The study also concluded Islanders between the ages of 18-34 were three times as likely to be at risk of harm from their gambling compared with those 55 or older, while those who gambled online were 3.6 times as likely to be at risk compared to those who gambled in person.
Mary-Ann Standing, one of the epidemiologists behind the research, said the harm could range from "harms to their financial situation or their household's financial situation, to their personal relationships, to their mental health.... There's lots of different aspects of someone's life that could be impacted by their gambling."
Green MLA Peter Bevan-Baker said his party was surprised to learn of the existence of the 2019 study by seeing it referenced in the province's new responsible gambling strategy.
Bevan-Baker said his biggest concern was in relation to the figures for younger Islanders, between the age of 18 and 34.
"That's also the population which uses online gambling which we know is far more problematic."
He said he hoped this would put to rest the government's plans, put on indefinite hold in 2021, to launch its own online casino through the Atlantic Lottery Corporation.
"One of the worst places that government should be relying on [for] profit-making is from online gambling, because we know how that is destructive to lives, the lives of Islanders," Bevan-Baker said.

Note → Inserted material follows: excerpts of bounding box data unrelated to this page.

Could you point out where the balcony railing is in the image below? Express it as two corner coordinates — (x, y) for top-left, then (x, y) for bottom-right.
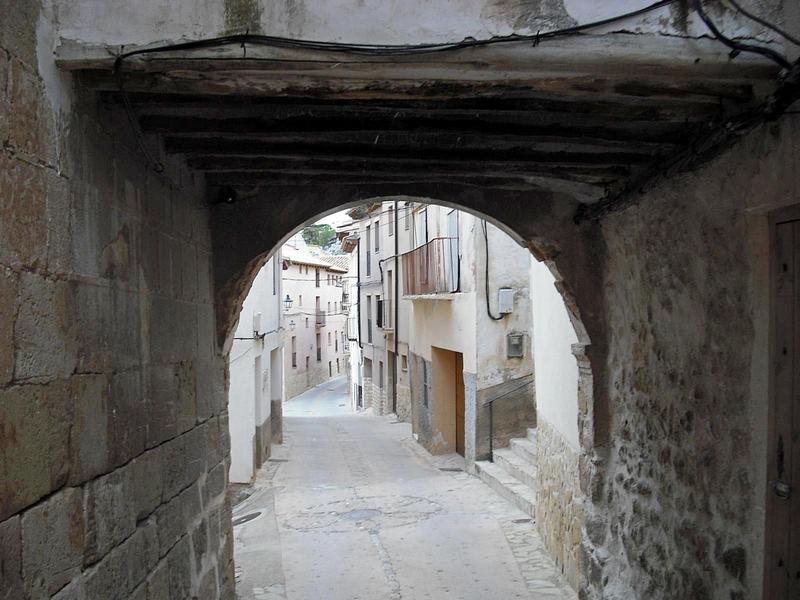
(402, 237), (459, 296)
(378, 299), (394, 329)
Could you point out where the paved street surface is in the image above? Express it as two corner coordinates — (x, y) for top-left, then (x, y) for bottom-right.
(233, 377), (575, 600)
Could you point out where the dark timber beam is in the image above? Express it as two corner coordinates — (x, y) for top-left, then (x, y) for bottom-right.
(188, 154), (630, 186)
(139, 113), (688, 147)
(164, 136), (652, 167)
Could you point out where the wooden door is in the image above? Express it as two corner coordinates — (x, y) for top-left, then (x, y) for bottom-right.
(764, 206), (800, 600)
(454, 353), (464, 456)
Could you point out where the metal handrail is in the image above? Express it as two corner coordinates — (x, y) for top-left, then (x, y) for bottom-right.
(483, 375), (534, 462)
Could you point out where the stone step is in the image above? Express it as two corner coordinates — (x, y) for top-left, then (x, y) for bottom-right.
(527, 428), (536, 444)
(508, 438), (536, 465)
(475, 460), (536, 518)
(494, 448), (536, 491)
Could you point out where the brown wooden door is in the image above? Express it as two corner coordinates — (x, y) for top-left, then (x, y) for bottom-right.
(455, 353), (464, 456)
(764, 207), (800, 600)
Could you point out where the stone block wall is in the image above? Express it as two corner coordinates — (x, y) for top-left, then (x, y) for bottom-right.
(0, 8), (233, 600)
(361, 377), (375, 408)
(408, 352), (433, 451)
(582, 115), (800, 600)
(475, 375), (536, 460)
(397, 384), (411, 423)
(535, 419), (585, 590)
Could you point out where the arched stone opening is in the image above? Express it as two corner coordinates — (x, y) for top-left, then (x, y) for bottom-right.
(211, 185), (607, 585)
(211, 184), (607, 452)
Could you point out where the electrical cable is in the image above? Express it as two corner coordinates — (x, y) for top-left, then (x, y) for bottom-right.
(694, 0), (792, 71)
(114, 0), (678, 64)
(727, 0), (800, 46)
(482, 221), (503, 321)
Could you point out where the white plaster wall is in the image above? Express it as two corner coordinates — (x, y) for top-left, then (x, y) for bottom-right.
(228, 252), (283, 483)
(530, 257), (579, 451)
(472, 220), (533, 390)
(282, 264), (347, 399)
(53, 0), (797, 50)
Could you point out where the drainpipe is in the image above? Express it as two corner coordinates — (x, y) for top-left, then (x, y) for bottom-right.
(356, 236), (364, 350)
(394, 200), (400, 360)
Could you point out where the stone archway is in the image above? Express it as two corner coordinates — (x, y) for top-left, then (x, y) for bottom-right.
(211, 184), (608, 453)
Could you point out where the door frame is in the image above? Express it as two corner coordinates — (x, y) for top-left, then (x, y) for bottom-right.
(762, 204), (800, 598)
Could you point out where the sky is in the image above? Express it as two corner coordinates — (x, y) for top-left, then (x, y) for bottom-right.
(317, 210), (352, 227)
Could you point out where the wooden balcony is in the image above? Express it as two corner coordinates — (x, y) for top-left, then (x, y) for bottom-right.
(401, 237), (459, 296)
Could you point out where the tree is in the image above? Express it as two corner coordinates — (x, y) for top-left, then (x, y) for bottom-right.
(303, 223), (336, 248)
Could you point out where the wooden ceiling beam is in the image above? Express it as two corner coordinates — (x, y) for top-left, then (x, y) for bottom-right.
(139, 115), (690, 148)
(164, 136), (652, 167)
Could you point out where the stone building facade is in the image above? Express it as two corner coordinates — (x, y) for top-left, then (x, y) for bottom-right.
(228, 251), (284, 483)
(0, 0), (800, 600)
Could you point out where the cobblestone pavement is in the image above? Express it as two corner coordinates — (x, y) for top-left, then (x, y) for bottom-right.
(233, 378), (575, 600)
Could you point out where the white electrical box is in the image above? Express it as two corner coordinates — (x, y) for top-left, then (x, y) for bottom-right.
(497, 288), (514, 315)
(506, 333), (525, 358)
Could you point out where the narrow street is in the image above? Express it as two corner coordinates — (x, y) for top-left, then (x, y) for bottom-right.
(233, 377), (575, 600)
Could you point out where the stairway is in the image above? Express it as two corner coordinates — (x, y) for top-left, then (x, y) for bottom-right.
(475, 429), (536, 518)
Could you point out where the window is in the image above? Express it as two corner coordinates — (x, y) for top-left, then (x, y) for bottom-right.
(367, 295), (372, 344)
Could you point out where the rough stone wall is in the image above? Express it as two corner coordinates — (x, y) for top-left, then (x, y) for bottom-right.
(372, 382), (392, 416)
(396, 385), (411, 423)
(0, 8), (233, 600)
(475, 376), (536, 460)
(361, 377), (375, 408)
(535, 419), (584, 590)
(586, 117), (800, 600)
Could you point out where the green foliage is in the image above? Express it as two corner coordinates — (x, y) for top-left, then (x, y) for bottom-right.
(303, 223), (336, 248)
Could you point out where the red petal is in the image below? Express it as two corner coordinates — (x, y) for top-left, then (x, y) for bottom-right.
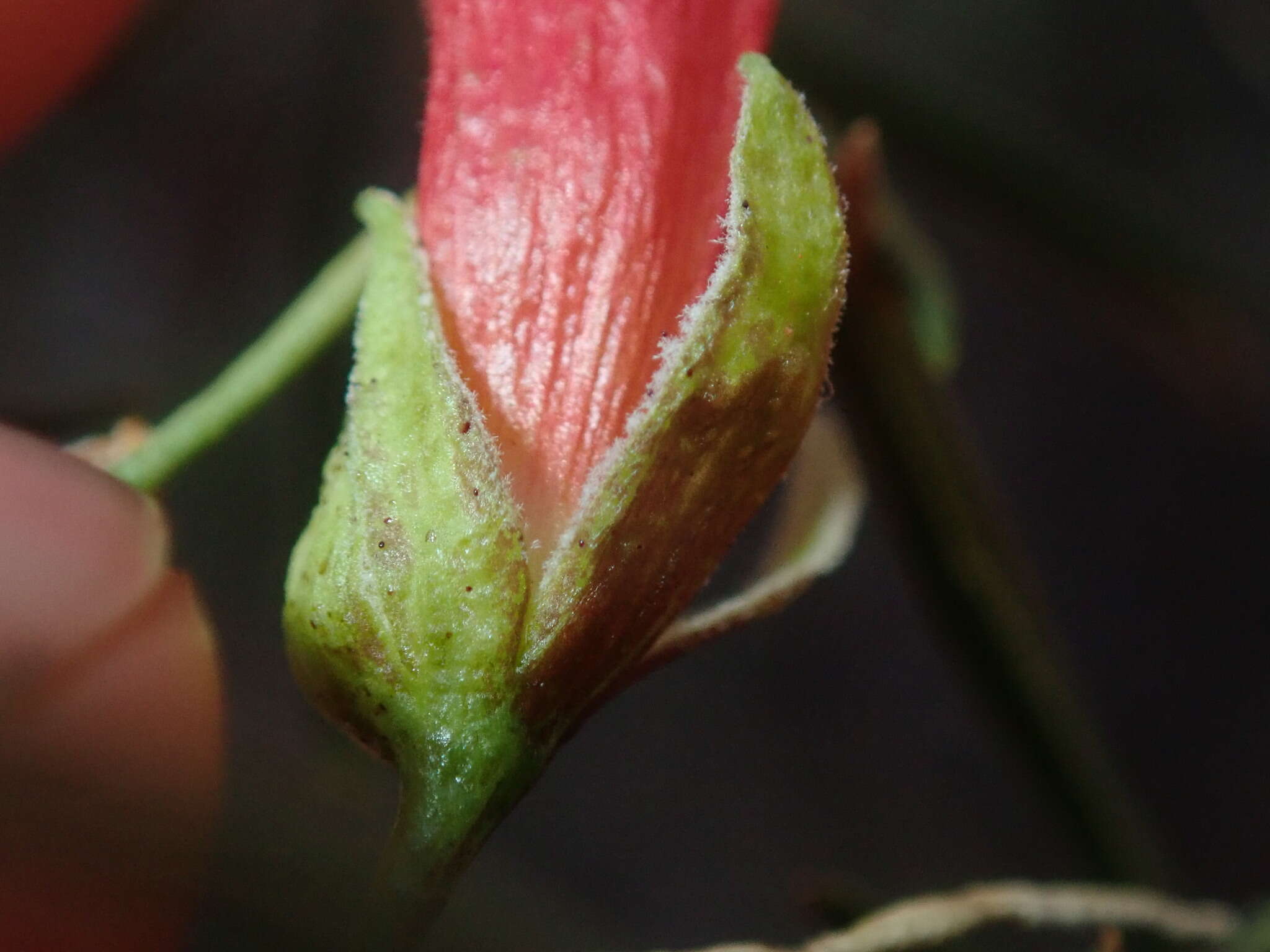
(419, 0), (776, 544)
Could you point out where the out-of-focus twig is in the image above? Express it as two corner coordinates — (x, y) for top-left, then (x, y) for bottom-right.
(835, 121), (1165, 884)
(650, 882), (1241, 952)
(109, 226), (370, 491)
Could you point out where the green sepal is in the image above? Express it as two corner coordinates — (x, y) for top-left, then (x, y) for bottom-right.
(520, 53), (847, 736)
(283, 192), (536, 858)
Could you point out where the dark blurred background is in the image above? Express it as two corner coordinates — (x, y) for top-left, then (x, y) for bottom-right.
(0, 0), (1270, 951)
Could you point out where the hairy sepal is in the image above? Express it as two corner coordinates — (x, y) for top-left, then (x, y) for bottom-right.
(285, 192), (528, 852)
(520, 53), (847, 735)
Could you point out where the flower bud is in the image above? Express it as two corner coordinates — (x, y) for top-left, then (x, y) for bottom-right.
(285, 46), (846, 904)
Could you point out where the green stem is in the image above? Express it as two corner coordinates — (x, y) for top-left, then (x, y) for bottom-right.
(110, 235), (370, 491)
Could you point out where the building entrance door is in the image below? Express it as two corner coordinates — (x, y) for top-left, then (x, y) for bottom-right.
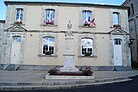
(11, 36), (21, 64)
(113, 39), (122, 66)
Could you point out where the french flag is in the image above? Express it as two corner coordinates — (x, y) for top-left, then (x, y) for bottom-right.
(84, 19), (88, 24)
(90, 18), (96, 26)
(51, 18), (54, 23)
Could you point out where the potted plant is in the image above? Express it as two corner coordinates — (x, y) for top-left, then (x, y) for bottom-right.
(83, 66), (93, 76)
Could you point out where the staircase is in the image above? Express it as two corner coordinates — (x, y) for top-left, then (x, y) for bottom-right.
(4, 64), (20, 71)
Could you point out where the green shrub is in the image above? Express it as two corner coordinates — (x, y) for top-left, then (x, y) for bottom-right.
(83, 66), (93, 76)
(48, 67), (58, 75)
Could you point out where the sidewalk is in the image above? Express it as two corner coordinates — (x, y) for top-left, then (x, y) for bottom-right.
(0, 70), (138, 90)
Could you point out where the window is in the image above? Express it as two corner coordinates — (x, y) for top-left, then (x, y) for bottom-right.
(114, 39), (122, 45)
(81, 38), (93, 56)
(131, 4), (134, 15)
(82, 10), (96, 27)
(13, 36), (21, 43)
(113, 12), (120, 26)
(16, 8), (23, 22)
(44, 9), (55, 25)
(42, 37), (55, 55)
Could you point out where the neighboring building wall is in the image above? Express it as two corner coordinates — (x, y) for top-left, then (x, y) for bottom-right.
(122, 0), (138, 67)
(0, 20), (5, 64)
(2, 2), (131, 67)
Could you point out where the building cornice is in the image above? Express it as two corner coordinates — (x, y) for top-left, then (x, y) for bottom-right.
(4, 1), (128, 9)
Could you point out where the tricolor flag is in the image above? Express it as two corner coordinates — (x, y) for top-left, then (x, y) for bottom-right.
(90, 18), (96, 26)
(52, 18), (54, 23)
(84, 18), (88, 24)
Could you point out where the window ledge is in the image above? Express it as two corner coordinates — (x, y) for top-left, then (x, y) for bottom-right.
(78, 55), (97, 58)
(41, 24), (58, 27)
(38, 54), (58, 57)
(79, 26), (96, 28)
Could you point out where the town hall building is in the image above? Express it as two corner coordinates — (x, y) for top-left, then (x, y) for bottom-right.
(0, 1), (131, 70)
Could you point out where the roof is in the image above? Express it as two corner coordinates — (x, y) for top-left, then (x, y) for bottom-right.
(0, 20), (5, 23)
(4, 0), (128, 9)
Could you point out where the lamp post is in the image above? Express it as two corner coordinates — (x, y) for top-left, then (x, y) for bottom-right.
(128, 38), (135, 68)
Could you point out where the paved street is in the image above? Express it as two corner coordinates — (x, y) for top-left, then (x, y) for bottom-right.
(2, 76), (138, 92)
(0, 70), (138, 92)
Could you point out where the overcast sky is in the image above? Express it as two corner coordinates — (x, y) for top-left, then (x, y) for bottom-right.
(0, 0), (125, 20)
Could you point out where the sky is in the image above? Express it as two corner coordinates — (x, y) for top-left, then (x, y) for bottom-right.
(0, 0), (125, 20)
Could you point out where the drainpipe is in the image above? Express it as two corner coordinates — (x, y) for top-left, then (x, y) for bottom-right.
(134, 19), (138, 62)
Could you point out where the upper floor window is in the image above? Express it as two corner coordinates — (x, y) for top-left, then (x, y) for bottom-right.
(16, 8), (23, 22)
(82, 10), (96, 27)
(131, 4), (134, 15)
(42, 36), (55, 55)
(45, 9), (55, 25)
(81, 38), (93, 56)
(113, 12), (120, 26)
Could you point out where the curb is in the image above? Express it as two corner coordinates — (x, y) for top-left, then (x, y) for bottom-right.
(0, 75), (136, 91)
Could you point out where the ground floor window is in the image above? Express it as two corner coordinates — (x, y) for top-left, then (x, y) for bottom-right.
(81, 38), (93, 56)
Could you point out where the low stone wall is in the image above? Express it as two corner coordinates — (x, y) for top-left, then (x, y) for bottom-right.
(0, 64), (132, 71)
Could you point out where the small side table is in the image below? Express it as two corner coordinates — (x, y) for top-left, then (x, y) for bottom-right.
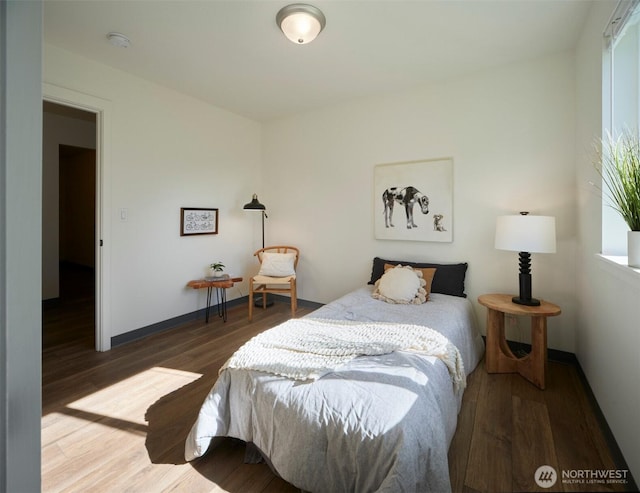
(478, 294), (560, 390)
(187, 275), (242, 323)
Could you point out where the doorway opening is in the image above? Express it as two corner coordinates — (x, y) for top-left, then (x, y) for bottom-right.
(42, 101), (98, 352)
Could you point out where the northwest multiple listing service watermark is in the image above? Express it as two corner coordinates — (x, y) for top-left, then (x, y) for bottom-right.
(533, 465), (629, 488)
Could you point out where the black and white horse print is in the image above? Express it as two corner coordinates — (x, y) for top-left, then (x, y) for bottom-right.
(382, 187), (429, 229)
(433, 214), (446, 231)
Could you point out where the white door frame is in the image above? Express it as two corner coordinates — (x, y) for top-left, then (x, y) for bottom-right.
(42, 82), (112, 351)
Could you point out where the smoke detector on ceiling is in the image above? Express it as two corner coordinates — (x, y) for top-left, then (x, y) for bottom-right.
(107, 33), (131, 48)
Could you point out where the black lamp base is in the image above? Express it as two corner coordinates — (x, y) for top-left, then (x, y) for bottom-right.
(511, 296), (540, 306)
(511, 252), (540, 306)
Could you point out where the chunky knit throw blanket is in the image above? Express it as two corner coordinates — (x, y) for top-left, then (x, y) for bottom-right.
(220, 318), (466, 391)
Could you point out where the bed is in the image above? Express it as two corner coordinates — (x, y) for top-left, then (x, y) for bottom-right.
(185, 258), (484, 492)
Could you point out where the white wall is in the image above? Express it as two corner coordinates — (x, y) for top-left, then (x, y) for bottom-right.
(261, 53), (577, 351)
(43, 45), (261, 336)
(0, 1), (42, 492)
(42, 112), (96, 300)
(576, 2), (640, 479)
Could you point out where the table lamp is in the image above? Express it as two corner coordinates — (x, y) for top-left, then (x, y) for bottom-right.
(495, 212), (556, 306)
(242, 193), (273, 306)
(243, 193), (268, 248)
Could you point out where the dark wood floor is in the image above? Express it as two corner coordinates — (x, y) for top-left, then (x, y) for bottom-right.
(42, 272), (625, 493)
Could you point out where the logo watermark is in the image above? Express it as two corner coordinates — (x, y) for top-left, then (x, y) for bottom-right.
(533, 464), (629, 489)
(533, 465), (558, 488)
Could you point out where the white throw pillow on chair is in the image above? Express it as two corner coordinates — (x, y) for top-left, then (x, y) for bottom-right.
(258, 252), (296, 277)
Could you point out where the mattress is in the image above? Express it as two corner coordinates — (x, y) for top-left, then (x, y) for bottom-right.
(185, 286), (484, 492)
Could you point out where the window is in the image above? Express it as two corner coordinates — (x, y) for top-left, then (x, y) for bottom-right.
(602, 0), (640, 256)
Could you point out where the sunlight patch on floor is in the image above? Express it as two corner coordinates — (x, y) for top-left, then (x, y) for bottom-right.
(67, 367), (202, 428)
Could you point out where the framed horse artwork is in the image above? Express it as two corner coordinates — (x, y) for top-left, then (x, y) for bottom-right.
(374, 158), (453, 242)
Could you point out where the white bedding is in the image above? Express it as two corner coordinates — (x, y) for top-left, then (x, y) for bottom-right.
(185, 286), (484, 492)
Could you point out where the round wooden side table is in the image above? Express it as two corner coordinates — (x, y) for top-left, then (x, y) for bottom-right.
(478, 294), (560, 389)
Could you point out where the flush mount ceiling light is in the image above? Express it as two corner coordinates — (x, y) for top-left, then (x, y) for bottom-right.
(276, 3), (327, 44)
(107, 33), (131, 48)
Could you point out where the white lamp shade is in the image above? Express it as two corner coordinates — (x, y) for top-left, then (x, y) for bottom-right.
(276, 3), (326, 44)
(495, 214), (556, 253)
(280, 12), (320, 45)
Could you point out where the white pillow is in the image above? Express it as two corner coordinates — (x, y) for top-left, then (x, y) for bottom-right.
(373, 265), (426, 304)
(258, 252), (296, 277)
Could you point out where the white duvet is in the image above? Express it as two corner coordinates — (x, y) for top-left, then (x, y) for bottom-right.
(185, 286), (484, 492)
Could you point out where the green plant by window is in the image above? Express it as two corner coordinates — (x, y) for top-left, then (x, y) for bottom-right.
(596, 131), (640, 231)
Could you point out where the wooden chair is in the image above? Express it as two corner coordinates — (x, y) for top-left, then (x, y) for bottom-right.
(249, 246), (300, 321)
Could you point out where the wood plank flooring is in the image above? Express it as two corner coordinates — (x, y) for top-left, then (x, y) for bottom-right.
(42, 268), (625, 493)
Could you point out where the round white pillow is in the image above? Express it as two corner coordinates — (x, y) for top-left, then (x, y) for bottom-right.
(378, 266), (420, 303)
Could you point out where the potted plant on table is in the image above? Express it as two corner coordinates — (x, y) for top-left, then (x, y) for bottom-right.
(209, 262), (225, 277)
(596, 131), (640, 268)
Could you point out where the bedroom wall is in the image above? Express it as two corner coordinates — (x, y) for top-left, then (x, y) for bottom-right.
(43, 44), (261, 336)
(576, 2), (640, 481)
(261, 52), (577, 351)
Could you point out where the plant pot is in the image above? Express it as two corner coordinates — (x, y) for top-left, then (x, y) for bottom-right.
(627, 231), (640, 269)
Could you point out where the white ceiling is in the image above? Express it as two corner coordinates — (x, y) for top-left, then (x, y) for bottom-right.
(44, 0), (591, 121)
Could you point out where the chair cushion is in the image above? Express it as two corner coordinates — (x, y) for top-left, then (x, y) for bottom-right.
(258, 252), (296, 277)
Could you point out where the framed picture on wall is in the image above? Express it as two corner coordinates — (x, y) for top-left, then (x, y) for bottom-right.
(180, 207), (218, 236)
(374, 158), (453, 242)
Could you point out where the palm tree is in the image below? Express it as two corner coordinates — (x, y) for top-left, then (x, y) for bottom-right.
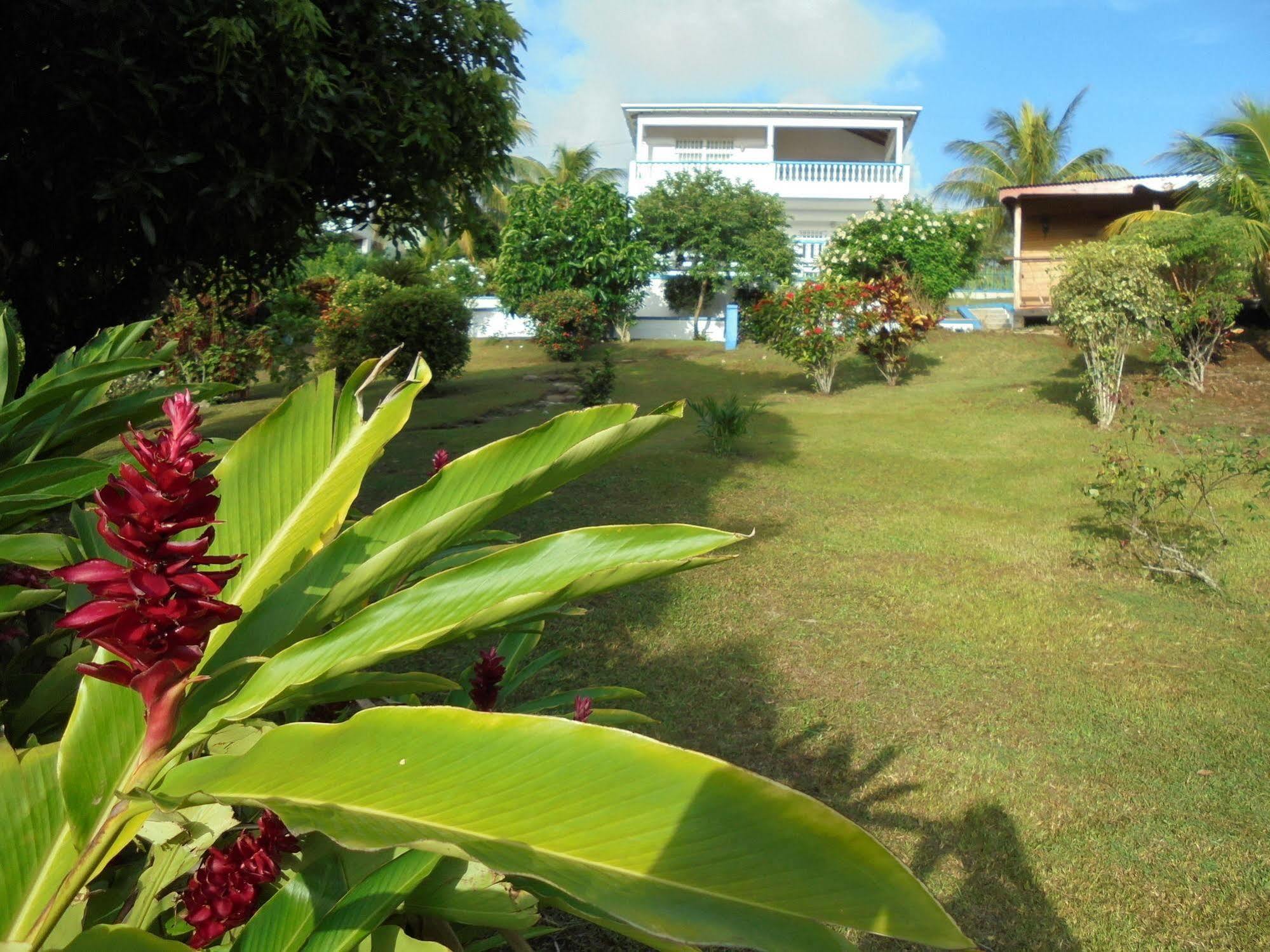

While P.E.I.'s cabinet gave its blessing in late 2020 to a proposal from Atlantic Lotto to launch an online casino, the province eventually balked, facing opposition from MLAs from all parties in the legislature, including the governing PCs.
Last month, finance minister Jill Burridge said the province has no current plans to go ahead with an online casino, something the other three Atlantic provinces have all now agreed to.